Cocaprin (a β-trefoil fold lectin) from the mushroom Coprinopsis cinerea inhibits both cysteine and aspartic proteases

A group from Department of Biochemistry and Molecular and Structural Biology, Jožef Stefan Institute, 1000 Ljubljana, Slovenia, etc. has reported that a lectin with β-trefoil fold from the mushroom Coprinopsis cinerea, named cocaprins, inhibits both cysteine and aspartic proteases.

Sequence-based structural analysis about Coprinopsis cinerea predicted that the two encoded proteins, CCP1 and CCP2, respectively, and their paralog CCP3, containing a Ricin-type β-trefoil lectin-like domain. All three proteins lack a signal peptide for classical secretion and are, thus, predicted to be cytoplasmic.

It was found that cocaprins inhibit plant cysteine proteases belonging to the C1 family with Ki in the low micromolar range, and also inhibit aspartic protease pepsin with Ki in the low micromolar range.

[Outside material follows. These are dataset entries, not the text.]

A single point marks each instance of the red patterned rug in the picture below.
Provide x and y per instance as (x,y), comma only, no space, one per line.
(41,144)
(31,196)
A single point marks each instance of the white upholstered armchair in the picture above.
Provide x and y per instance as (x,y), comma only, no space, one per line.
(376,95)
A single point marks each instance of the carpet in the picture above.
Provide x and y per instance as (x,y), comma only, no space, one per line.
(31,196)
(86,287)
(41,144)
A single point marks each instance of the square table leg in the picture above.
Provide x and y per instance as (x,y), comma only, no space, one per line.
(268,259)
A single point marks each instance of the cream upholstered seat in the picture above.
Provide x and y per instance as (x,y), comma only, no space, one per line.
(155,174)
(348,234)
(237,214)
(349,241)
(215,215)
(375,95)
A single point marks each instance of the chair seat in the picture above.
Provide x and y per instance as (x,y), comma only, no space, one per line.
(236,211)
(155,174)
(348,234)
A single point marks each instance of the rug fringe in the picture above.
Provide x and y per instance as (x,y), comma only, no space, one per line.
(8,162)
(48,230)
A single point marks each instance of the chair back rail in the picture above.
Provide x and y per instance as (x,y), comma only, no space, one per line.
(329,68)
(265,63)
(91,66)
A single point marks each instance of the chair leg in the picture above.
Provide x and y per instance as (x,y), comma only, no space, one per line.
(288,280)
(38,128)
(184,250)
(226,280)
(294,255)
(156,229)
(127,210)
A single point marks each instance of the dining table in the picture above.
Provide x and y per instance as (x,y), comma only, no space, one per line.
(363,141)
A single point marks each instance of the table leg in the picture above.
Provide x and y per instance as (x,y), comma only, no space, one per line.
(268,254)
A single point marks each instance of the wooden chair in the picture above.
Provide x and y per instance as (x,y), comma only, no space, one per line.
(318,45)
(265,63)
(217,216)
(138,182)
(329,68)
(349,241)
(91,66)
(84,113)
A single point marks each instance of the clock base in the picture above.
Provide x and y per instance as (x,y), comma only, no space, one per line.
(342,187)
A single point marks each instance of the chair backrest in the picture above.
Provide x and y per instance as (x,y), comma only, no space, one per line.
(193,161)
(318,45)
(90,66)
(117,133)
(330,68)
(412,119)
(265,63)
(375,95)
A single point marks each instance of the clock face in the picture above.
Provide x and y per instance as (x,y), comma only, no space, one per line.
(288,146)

It has shown that cocaprins have lectin activity in addition to protease inhibition. Glycan microarrays were used to analyze carbohydrate binding specificity of cocaprins. For CCP1, very weak binding was observed on a mammalian glycan array to structures including LacNAc or polyLacNAc and for CCP2 the binding was even weaker. This shows a potential for glycan-binding activity in cocaprins.

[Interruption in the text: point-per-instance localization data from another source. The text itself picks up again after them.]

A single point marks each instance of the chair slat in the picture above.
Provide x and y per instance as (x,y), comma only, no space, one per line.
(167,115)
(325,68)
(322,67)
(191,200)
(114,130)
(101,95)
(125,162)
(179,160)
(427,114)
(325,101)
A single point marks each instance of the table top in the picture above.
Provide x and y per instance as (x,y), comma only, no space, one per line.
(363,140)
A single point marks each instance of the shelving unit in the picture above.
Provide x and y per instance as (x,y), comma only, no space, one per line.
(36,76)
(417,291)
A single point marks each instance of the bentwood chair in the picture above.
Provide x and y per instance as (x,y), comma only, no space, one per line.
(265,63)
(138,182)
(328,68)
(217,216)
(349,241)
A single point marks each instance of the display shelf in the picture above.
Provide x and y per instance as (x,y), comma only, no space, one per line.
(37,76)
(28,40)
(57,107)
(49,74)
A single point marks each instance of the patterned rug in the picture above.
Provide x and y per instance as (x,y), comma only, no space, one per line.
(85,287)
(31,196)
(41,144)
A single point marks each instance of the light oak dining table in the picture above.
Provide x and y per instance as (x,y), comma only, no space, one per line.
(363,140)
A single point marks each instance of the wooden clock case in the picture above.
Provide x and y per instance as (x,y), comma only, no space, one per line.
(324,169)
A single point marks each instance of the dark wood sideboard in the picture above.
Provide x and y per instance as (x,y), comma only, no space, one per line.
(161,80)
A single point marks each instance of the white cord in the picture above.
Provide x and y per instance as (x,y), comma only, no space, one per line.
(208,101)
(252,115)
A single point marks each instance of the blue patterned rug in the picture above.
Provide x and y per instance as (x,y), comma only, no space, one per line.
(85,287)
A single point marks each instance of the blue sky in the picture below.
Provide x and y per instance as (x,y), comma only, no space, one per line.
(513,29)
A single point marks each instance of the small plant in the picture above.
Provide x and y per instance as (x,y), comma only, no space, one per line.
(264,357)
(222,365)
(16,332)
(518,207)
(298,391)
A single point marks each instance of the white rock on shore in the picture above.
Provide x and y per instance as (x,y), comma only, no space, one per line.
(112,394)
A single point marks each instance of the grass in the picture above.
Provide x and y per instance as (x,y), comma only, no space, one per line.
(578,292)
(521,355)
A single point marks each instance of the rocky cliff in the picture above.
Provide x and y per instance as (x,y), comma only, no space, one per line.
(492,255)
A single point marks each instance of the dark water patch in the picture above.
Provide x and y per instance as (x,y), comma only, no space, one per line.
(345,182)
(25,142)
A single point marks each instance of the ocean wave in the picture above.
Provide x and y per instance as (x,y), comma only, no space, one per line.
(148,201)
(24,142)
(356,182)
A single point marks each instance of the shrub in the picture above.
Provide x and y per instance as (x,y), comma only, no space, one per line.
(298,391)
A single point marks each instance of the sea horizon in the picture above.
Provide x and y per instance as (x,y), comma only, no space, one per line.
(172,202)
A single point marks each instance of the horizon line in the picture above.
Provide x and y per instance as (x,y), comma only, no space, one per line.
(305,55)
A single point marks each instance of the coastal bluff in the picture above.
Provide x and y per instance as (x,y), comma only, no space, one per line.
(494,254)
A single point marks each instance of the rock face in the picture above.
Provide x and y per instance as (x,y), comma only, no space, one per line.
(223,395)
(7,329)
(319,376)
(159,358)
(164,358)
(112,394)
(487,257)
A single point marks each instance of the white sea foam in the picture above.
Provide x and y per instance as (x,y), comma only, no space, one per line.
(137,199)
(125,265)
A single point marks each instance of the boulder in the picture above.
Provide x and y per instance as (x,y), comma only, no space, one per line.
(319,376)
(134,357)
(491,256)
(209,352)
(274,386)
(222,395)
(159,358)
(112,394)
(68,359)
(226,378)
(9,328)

However, the biological function of cocaprins is unknown. Regarding a potential role in defense, it is noteworthy that CCP2 expression was induced upon challenge with a fungivorous nematode . However, no toxicity of the protein was detected against nematodes or dipteran insect larvae, although all of which have been shown to be targeted by other β-trefoil protease inhibitors and lectins. Strange isn’t it.